Hello Community,
TensorRT: 10.3.0
NVIDIA GPU: NVIDIA Jetson Orin Nano 8GB - AVerMedia 131S SuperL4T
Nvidia driver version: L4T R36.4.4
cuDNN Version: 9.3.0.75
Operating System: Ubuntu 22.04.5 LTS
Python Version: Python 3.10.12
I am tying to run a computer vision model based on segmentation on a Jetson Orin nano industrial kit attcahed with 4 Realsense Cameras. I am using an ONNX model with an input of 1088Hx1920W at FP16. I am facing a memory restraint which means that the TensorRT is failing during engine build because it cannot find any kernel/tactic that both supports that node and fits in the memory currently available:
2026-03-10 14:10:14.842034592 [W:onnxruntime:Default, tensorrt_execution_provider.h:92 log] [2026-03-10 13:10:14 WARNING] Detected layernorm nodes in FP16.
2026-03-10 14:10:14.842109632 [W:onnxruntime:Default, tensorrt_execution_provider.h:92 log] [2026-03-10 13:10:14 WARNING] Running layernorm after self-attention with FP16 Reduce or Pow may cause overflow. Forcing Reduce or Pow Layers in FP32 precision, or exporting the model to use INormalizationLayer (available with ONNX opset >= 17) can help preserving accuracy.

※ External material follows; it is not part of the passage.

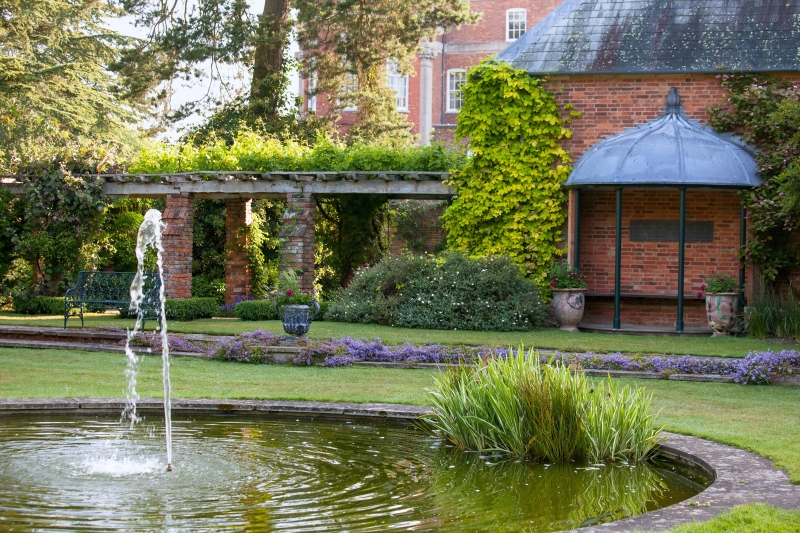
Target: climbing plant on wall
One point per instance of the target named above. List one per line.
(509, 198)
(766, 111)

2026-03-10 14:10:22.426030400 [W:onnxruntime:Default, tensorrt_execution_provider.h:92 log] [2026-03-10 13:10:22 WARNING] Tactic Device request: 161MB Available: 144MB. Device memory is insufficient to use tactic.
2026-03-10 14:10:22.437048032 [W:onnxruntime:Default, tensorrt_execution_provider.h:92 log] [2026-03-10 13:10:22 WARNING] UNSUPPORTED_STATE: Skipping tactic 0 due to insufficient memory on requested size of 169205760 detected for tactic 0x0000000000000000.
This same issue does not occur when I rely on teh CUDA execution provider when initilalising my model. How can I use teh TensorRT Execution provider to work on teh computer vision project, keeping teh same resolution for teh input images (1088Hx1920W), since I have already trained a lot of images, & it would be difficult to create teh ONNX weights file from scratch.